The tradition of minority participation, however, was broken by the Democratic primaries in 2008, which, as they innovatively involved an African-American and a woman as the main pre-candidates, generated broad passions. Up to about 60% of the voters for the Democratic presidential candidate Obama in November 2008 had participated in the previous Democratic primaries, doubling the traditional average. This year, the Republican primaries are getting similar proportions. The season is still open, but the turnout in the ongoing Republican primaries may go even above the 60% of the Republican party votes in the last presidential election in 2012.

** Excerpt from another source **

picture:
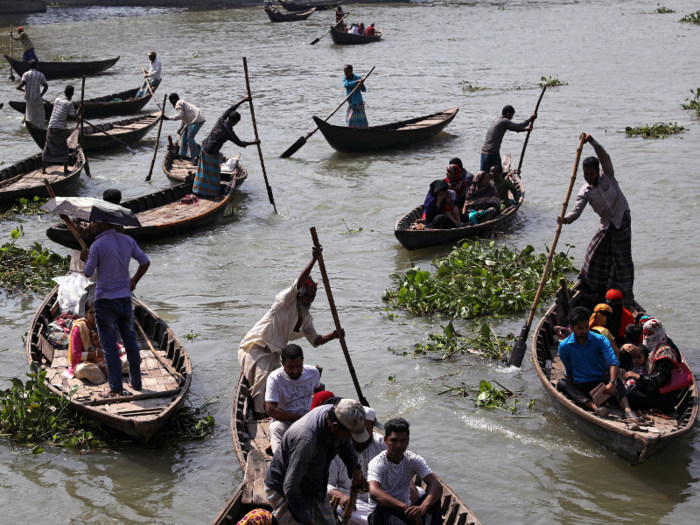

In the current primaries, The Donald Trump is rather consistently receiving about one-third of the votes (with limit values around 25% and 50%). This is about 20% of the votes for the Republican candidate Romney four years ago (60% x 1/3). Assuming that the two main parties may split again the votes not very far from 50/50, the proportion of primary votes for The Donald so far would be about 10% of the total number of votes in the presidential election four years ago. The results on the recent Super Tuesday illustrate this estimate: for example, in two states where Obama won four years ago, Massachusetts in the North and Virginia in the South, The Donald collected 10% and 9%, respectively, of the votes cast in the presidential election in 2012. In two states where the Republican candidate won four years ago, Georgia and Texas, The Donald collected 13% and 9%, respectively, of the 2012 presidential votes.

Any prediction from these numbers for the election in November may need some heroic assumptions. But we can always try. The first point is what the 80% of the previous Republican voters who have not yet supported The Donald may do (including the about two-thirds of those who have participated in the primaries but have voted for other pre-candidates). In case The Donald became the party’s candidate, some Republican voters might stay attached to party loyalty and joint ranks. But the level of aggressiveness between The Donald and other Republican pre-candidates has achieved unseen levels (not even remotely comparable to those between Obama and Clinton, who managed to work together afterwards, or now between Clinton and Sanders, who shouldn’t have big trouble in supporting the party convention’s choice of candidate). Not to be discarded it’s a broken Republican party convention in July which may require hard-to-win negotiations among party bosses and delegates. Or even that either The Donald or somebody else may run as a third major candidate in the presidential election.

The other point, of course, is what the Democrats will be able to do. So far, the turnout in the Democratic primaries is also somewhat higher than usual, at about 40% of voters for Obama in the presidential election four years ago. If the Democratic candidate were able to sustain a relatively high mobilization in the three months before the election in November, (s)he should get a blatant win.